Psicólogo no Rio, Antonio Alberto Rito diz estar com a “agenda cheia” com “estes pacientes novos que procuram com angústia e muito medo” seu consultório.

“Em quase 20 anos de profissão, é a primeira vez que vivencio isto”, afirma. Este “clima de polarização, de negação do outro, de raiva muito forte” entre os pacientes, sejam eleitores do candidato do PSL, o capitão reformado Jair Bolsonaro – o favorito, segundo todas as pesquisas de intenção de voto – ou do petista Fernando Haddad.

“Uma paciente chegou a me dizer que se eu não votasse no Bolsonaro, não viria nunca mais!”, relata.

Os pacientes chegam a estas consultas com sintomas como “alterações do estado de ânimo, insônia, pesadelos ou crises de bulimia”, explica o psicólogo.

Admar Horn constata, por sua vez, somatizações como “problemas de alergia ou gástricos” ou reativações de ataques de pânico que tinham sido superados.

Terapia de grupo

O psicanalista Fernando Rocha, também membro da SBP, cita um aumento das fobias, por exemplo, nos membros da comunidade homossexual ou LGBT, particularmente estigmatizada por Bolsonaro: “pessoas que tinham encontrado o seu lugar” na sociedade, mas que começam a sentir muito medo de sair na rua, de ser agredidas”.

“Quase todos os meus pacientes estão muito preocupados com o que pode acontecer com eles, estão angustiados e às vezes, deprimidos”, ressalta o psicanalista.

Em São Paulo, sessões de terapia de grupo gratuitas tentam ajudar as pessoas a enfrentar as “angústias eleitorais”, segundo reportagem do jornal O Globo.

Alguns participantes querem compartilhar a angústia diante da impossibilidade repentina de discutir racionalmente com a família, colegas de trabalho trabalho ou amigos, enquanto no momento atual quase todas as conversas acabam em política.

Neste clima, estudantes também apresentam “dificuldades para se concentrar”. “Leio tudo sobre Bolsonaro, não consigo mais ler um livro.
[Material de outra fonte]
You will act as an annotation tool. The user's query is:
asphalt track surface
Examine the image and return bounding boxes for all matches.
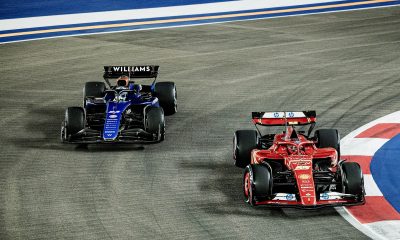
[0,7,400,239]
Meus trabalhos estão se acumulando”, confessou um deles a O Globo.

Os milhões de estudantes do ensino médio que se preparam para prestar o Enem uma semana depois do segundo turno precisam conseguir se separar de seus smartphones, saturados de mensagens políticas – e de ‘fake news’ – para aproveitar os últimos dias de estudo antes da prova.

André de Souza, um eleitor do Rio, contou à AFP que recebe cerca de 500 mensagens no WhatsApp por dia a favor ou contra os dois candidatos.

“Na cabeça do Bolsonaro”

Vários psicanalistas foram convidados pela revista Época para entrar na “cabeça de Bolsonaro”, com a ressalva das limitações de uma avaliação feita sem a presença do paciente.

Vários identificaram no capitão da reserva do Exército uma “personalidade autoritária” com uma “crueldade patente”, tendendo à “paranoia”, mas com uma “fragilidade narcisista”.

Um psicanalista descreveu, ainda, uma personalidade “autocentrada” e “megalômana”, além de identificar uma “dimensão messiânica no comportamento do candidato” Jair Messias Bolsonaro, a quem seus partidários chamam de ‘Mito’.

Segundo este analista, com seu discurso de enfrentamento implacável da criminalidade, aquele que, se confirmado o favoritismo, será o futuro presidente da República, gostaria de encarnar para os brasileiros um “substituto de pai”, a quem se teme, mas a quem as pessoas se submetem em troca de proteção.

Para Fernando Rocha, que cita os mecanismos descritos por Freud em “Psicologia das massas”, Bolsonaro é uma personalidade que suscita uma adesão “completamente primitiva, como ele mesmo”.